Garnet Rogers is one of Canada’s most respected folk music talents. Known for his deep, resonate voice and mystical and poetic musical odysseys which experiment with an incredibly rich sonic palette, Rogers comes from a distinguished musical pedigree. Garnet’s brother Stan Rogers (who tragically passed away in 1983), is now considered a Canadian musical icon as the writer of “Barrett’s Privateers,” “The Northwest Passage” and “The Mary Ellen Carter.” Garnet toured with his older brother during those heady times, helping to put Stan’s most famous lyrics to music.

Garnet recently announced his upcoming tour of Alberta will be his last as he gets set to retire from the road. Garnet says he will miss Alberta as it is a province with an important history for his family, both good and bad.

During their early rough and tumble years on the road in the late 1970s, as chronicled in Garnet’s new book “Night Drive: Travels with my Brother,” Garnet and Stan played some tough rooms in the province, with one in Jasper being especially memorable.

“Stan was charged with attempted murder in Jasper,” recalls Garnet. “There was a place there where we shouldn’t have been playing, but we needed the money and it was a $700 guarantee for a week. There were just guys from the railroad and oilfield workers, and they all hated each other. But they were able to put aside their differences because they hated us even more. It just got worse and worse as the week went on, and finally Stan came off the stage and went after a guy with a mic stand.”

Garnet admits he and his brother often brought their troubles on themselves.

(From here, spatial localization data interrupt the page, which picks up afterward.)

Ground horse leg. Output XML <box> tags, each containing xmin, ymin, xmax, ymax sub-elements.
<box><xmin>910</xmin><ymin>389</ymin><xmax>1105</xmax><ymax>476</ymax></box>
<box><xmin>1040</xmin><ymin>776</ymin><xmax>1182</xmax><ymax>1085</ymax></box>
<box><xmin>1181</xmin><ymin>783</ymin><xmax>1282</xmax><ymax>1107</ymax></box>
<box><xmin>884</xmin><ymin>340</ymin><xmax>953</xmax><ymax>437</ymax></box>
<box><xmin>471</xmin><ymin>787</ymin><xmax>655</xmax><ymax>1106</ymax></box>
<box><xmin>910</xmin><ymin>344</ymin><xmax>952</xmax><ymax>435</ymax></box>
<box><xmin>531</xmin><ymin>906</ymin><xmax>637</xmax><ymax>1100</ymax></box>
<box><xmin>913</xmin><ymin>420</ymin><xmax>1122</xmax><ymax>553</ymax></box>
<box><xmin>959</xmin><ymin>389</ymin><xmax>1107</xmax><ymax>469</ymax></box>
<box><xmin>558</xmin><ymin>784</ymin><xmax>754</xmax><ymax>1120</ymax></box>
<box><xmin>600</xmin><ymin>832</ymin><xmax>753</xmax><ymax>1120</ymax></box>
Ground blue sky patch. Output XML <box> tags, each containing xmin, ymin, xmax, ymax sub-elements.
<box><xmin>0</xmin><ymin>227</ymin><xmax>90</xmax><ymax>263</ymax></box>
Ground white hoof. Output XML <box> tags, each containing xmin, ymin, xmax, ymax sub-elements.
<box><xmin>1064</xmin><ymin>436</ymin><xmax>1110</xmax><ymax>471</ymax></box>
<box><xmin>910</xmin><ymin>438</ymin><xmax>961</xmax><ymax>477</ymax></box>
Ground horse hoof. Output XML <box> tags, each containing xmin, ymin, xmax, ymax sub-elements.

“We were playing folk music, but we were playing it high volume with a lot of aggression and energy on stage in an effort to try to be heard. We had this incredibly loud, out-of-control energy. Back then, it was a lot of hard-living, a lot of booze, a lot of drugs, and a lot of bad behaviour off stage. The thing I really wanted people to understand with the book is it was an awful and terrifying at the time, but it was all really so crazy and funny.”

Alberta was also the place where the Rogers brothers began to see their first glimmers of future success.

“Touring with my brother was like joining a badly organized pirate crew or a low-rent circus,” says Garnet with a laugh. “You are just out there trying to make it work. Eventually people did start taking us seriously, and Alberta was where it all started for us. I credit the Calgary Folk Club for turning our fortunes around. Suddenly we had a huge audience out here, and we went from playing 60-seat clubs which were half-full to within two years playing the Jubilee Auditorium.”

Garnet has had a difficult past three years, dealing with the illness and deaths of his parents. It was this extended break which helped him realize there was richness to life beyond the road.

“Gail (his wife) and I have a 20-acre property, and we have been working on it for about 19 years to turn it into a bird sanctuary … To sit there on a summer evening and see all birds in the trees and feeding. They are so loud and colourful, and it’s very peaceful. I guess you could say I have found my safe harbour and my shore.”

Garnet Rogers plays the Ye Olde Jar Bar Thursday night. The show is sold out.